## IMPORTS

In [1]:
import pandas as pd
import inflection
import math
import numpy as np
import seaborn as sns
from matplotlib import pyplot as plt
from IPython.core.display import HTML       

### Helper functions

In [2]:
def jupyter_settings():
    %matplotlib inline
    %pylab inline
    
    plt.style.use( 'bmh' )
    plt.rcParams['figure.figsize'] = [25, 12]
    plt.rcParams['font.size'] = 24
    
    display( HTML( '<style>.container { width:100% !important; }</style>') )
    pd.options.display.max_columns = None
    pd.options.display.max_rows = None
    pd.set_option( 'display.expand_frame_repr', False )
    
    sns.set()



In [3]:
jupyter_settings()

Populating the interactive namespace from numpy and matplotlib


### Loading data

In [4]:
df_sales_raw=pd.read_csv('Datasets/train.csv', low_memory=False)
df_store_raw=pd.read_csv('Datasets/store.csv', low_memory=False)

# merge

df_raw=pd.merge(df_sales_raw,df_store_raw, how='left', on='Store')

In [5]:
df_raw.head()


Unnamed: 0,Store,DayOfWeek,Date,Sales,Customers,Open,Promo,StateHoliday,SchoolHoliday,StoreType,Assortment,CompetitionDistance,CompetitionOpenSinceMonth,CompetitionOpenSinceYear,Promo2,Promo2SinceWeek,Promo2SinceYear,PromoInterval
0,1,5,2015-07-31,5263,555,1,1,0,1,c,a,1270.0,9.0,2008.0,0,,,
1,2,5,2015-07-31,6064,625,1,1,0,1,a,a,570.0,11.0,2007.0,1,13.0,2010.0,"Jan,Apr,Jul,Oct"
2,3,5,2015-07-31,8314,821,1,1,0,1,a,a,14130.0,12.0,2006.0,1,14.0,2011.0,"Jan,Apr,Jul,Oct"
3,4,5,2015-07-31,13995,1498,1,1,0,1,c,c,620.0,9.0,2009.0,0,,,
4,5,5,2015-07-31,4822,559,1,1,0,1,a,a,29910.0,4.0,2015.0,0,,,


## DATA DESCRIPTION

In [9]:
df1=df_raw.copy()
df1.columns


Index(['Store', 'DayOfWeek', 'Date', 'Sales', 'Customers', 'Open', 'Promo',
       'StateHoliday', 'SchoolHoliday', 'StoreType', 'Assortment',
       'CompetitionDistance', 'CompetitionOpenSinceMonth',
       'CompetitionOpenSinceYear', 'Promo2', 'Promo2SinceWeek',
       'Promo2SinceYear', 'PromoInterval'],
      dtype='object')

### Rename columns

In [None]:
cols_old=['Store', 'DayOfWeek', 'Date', 'Sales', 'Customers', 'Open', 'Promo',
       'StateHoliday', 'SchoolHoliday', 'StoreType', 'Assortment',
       'CompetitionDistance', 'CompetitionOpenSinceMonth',
       'CompetitionOpenSinceYear', 'Promo2', 'Promo2SinceWeek',
       'Promo2SinceYear', 'PromoInterval']

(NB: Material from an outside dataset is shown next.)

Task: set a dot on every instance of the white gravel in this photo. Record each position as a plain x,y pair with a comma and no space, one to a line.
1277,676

snakecase=lambda x: inflection.underscore(x)

cols_new=list(map(snakecase,cols_old))

#rename 
df1.columns=cols_new

### Data dimensions

In [None]:
print('Numbers of raw:{}'.format(df1.shape[0]))
print('Numbers of cols:{}'.format(df1.shape[1]))

### Data Type

In [None]:
df1['date']=pd.to_datetime(df1['date'])

df1.dtypes


### Check NA

In [None]:
df1.isna().sum()

### Fillout NA

In [None]:
df1['competition_distance'].max()

In [None]:
#competition_distance              
df1['competition_distance']=df1['competition_distance'].apply(lambda x:200000.0 if math.isnan(x) else x)

#competition_open_since_month  
df1['competition_open_since_month']=df1.apply(lambda x: x['date'].month 
                                              if math.isnan(x['competition_open_since_month']) 
                                              else x['competition_open_since_month'], axis=1)

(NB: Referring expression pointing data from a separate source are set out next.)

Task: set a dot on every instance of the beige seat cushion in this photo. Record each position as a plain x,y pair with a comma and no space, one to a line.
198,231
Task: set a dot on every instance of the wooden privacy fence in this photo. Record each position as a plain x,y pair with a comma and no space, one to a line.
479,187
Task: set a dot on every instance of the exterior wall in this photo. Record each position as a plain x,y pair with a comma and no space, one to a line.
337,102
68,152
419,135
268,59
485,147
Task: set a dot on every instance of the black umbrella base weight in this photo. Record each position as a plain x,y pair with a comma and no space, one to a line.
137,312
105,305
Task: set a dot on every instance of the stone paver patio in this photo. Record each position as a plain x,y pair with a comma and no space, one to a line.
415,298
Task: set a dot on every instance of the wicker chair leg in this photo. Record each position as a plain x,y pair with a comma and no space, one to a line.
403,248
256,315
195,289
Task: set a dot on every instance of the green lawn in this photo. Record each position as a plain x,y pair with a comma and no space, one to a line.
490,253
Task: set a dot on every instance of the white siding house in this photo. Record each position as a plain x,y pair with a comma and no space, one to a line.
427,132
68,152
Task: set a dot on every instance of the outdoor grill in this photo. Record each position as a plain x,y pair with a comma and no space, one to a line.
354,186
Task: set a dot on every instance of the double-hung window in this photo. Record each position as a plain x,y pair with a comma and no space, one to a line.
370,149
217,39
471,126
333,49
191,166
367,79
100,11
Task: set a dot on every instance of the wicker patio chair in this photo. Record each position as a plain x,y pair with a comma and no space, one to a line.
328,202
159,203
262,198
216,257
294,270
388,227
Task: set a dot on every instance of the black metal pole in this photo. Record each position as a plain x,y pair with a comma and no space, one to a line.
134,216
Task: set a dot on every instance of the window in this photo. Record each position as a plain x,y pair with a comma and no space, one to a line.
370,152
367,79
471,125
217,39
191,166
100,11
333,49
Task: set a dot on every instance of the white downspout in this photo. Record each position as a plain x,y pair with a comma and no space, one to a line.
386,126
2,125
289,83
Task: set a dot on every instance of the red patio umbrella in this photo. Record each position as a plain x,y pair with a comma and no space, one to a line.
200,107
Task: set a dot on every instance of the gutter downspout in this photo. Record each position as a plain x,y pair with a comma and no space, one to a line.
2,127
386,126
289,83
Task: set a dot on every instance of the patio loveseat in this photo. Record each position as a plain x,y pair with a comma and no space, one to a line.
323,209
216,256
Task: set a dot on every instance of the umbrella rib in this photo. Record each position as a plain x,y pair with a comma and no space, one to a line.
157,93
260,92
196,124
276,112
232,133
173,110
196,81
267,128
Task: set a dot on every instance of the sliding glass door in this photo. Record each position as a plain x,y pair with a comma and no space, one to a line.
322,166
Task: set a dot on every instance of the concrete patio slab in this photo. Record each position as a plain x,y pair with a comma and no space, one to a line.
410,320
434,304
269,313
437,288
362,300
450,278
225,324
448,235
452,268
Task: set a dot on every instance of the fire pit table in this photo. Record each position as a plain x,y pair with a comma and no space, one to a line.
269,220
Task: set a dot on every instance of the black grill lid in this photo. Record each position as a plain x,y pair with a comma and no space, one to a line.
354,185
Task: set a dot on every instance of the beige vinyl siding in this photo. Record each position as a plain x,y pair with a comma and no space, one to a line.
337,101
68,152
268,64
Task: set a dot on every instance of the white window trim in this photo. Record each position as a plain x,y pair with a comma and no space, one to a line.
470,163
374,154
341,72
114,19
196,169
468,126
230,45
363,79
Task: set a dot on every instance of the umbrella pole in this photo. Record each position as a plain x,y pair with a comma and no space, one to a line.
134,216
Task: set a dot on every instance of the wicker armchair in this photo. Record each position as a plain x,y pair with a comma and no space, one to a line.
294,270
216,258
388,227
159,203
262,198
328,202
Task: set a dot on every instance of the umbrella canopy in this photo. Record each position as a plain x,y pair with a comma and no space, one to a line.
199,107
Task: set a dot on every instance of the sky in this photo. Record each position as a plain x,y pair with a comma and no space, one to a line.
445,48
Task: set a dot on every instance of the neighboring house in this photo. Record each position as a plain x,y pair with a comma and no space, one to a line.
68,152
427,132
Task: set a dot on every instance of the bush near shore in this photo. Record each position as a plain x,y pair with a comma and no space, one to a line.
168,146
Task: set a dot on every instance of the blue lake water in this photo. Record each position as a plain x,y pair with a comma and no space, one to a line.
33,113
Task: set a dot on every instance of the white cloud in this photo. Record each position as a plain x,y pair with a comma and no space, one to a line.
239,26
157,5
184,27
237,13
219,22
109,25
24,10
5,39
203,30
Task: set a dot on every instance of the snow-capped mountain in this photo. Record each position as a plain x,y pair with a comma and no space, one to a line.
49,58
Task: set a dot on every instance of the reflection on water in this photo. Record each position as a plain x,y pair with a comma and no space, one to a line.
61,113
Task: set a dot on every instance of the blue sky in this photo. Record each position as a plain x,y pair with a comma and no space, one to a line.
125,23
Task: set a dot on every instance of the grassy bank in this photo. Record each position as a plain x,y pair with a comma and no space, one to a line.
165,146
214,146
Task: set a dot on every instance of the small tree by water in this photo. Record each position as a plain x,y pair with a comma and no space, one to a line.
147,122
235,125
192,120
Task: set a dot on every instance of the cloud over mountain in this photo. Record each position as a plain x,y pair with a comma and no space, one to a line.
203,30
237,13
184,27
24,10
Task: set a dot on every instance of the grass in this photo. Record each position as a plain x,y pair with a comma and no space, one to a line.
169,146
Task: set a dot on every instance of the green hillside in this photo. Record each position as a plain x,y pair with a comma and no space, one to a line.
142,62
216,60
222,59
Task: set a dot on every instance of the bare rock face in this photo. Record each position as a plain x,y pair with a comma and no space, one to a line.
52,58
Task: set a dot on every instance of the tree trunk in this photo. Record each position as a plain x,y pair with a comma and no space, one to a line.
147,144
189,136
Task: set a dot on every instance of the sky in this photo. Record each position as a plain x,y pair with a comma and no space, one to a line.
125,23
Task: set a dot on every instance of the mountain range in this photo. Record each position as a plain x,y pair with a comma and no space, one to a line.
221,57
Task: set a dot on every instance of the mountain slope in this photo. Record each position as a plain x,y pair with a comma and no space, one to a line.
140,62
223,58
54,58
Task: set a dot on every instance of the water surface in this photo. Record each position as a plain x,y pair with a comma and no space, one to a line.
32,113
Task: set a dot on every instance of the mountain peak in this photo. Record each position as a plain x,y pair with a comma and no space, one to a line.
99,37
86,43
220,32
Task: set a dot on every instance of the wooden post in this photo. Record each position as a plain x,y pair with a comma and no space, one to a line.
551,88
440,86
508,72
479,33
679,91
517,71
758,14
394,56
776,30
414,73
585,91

#competition_open_since_year  
df1['competition_open_since_year']=df1.apply(lambda x: x['date'].year 
                                              if math.isnan(x['competition_open_since_year']) 
                                              else x['competition_open_since_year'], axis=1)

#promo2_since_week  
df1['promo2_since_week']=df1.apply(lambda x: x['date'].week 
                                              if math.isnan(x['promo2_since_week']) 
                                              else x['promo2_since_week'], axis=1)
#promo2_since_year 
df1['promo2_since_year']=df1.apply(lambda x: x['date'].year 
                                              if math.isnan(x['promo2_since_year' ]) 
                                              else x['promo2_since_year'], axis=1)
#promo_interval   
month_map={1:'Jan',2:'Feb',3:'Mar',4:'Apr',5:'May',6:'Jun',7:'Jul',8:'Aug',9:'Sep',10:'Oct',11:'Nov',12:'Dec'}
df1['promo_interval'].fillna(0,inplace=True)
df1['month_map']=df1['date'].dt.month.map(month_map)
df1['is_promo']=df1[['promo_interval','month_map']].apply(
    lambda x:0 if x['promo_interval']==0 else 1 if x['month_map'] in x['promo_interval'].split(',')else 0, axis=1)

In [None]:
df1.isna().sum()

### Change Types

In [None]:
df1.dtypes

In [None]:
df1['competition_open_since_month']=df1['competition_open_since_month'].astype(int)
df1['competition_open_since_year']=df1['competition_open_since_year'].astype(int)
df1['promo2_since_week']=df1['promo2_since_week'].astype(int)
df1['promo2_since_year']=df1['promo2_since_year'].astype(int)

### Descriptive Statistical

In [None]:
num_atributes=df1.select_dtypes(include=['int64','float64'])
cat_atributes=df1.select_dtypes(exclude=['int64','float64','datetime64[ns]'])


#### numerical Attributes

In [None]:
# central Tendency - mean, median
ct1=pd.DataFrame(num_atributes.apply(np.mean)).T
ct2=pd.DataFrame(num_atributes.apply(np.median)).T


In [None]:
# Dispersion - std, min, max, range, skew, kurtosis
d1=pd.DataFrame(num_atributes.apply(np.std)).T
d2=pd.DataFrame(num_atributes.apply(np.min)).T
d3=pd.DataFrame(num_atributes.apply(np.max)).T
d4=pd.DataFrame(num_atributes.apply(lambda x: x.max()-x.min())).T
d5=pd.DataFrame(num_atributes.apply(lambda x: x.skew())).T
d6=pd.DataFrame(num_atributes.apply(lambda x: x.kurtosis())).T

 # concatenate
m=pd.concat([d2,d3,d4,ct1,ct2,d1,d5,d6]).T.reset_index()
m.columns=['attributes','min','max','range','mean','median','std','skew','kurtosis']
m

In [None]:
sns.set_style('white')
sns.displot(df1['sales'], bins=40);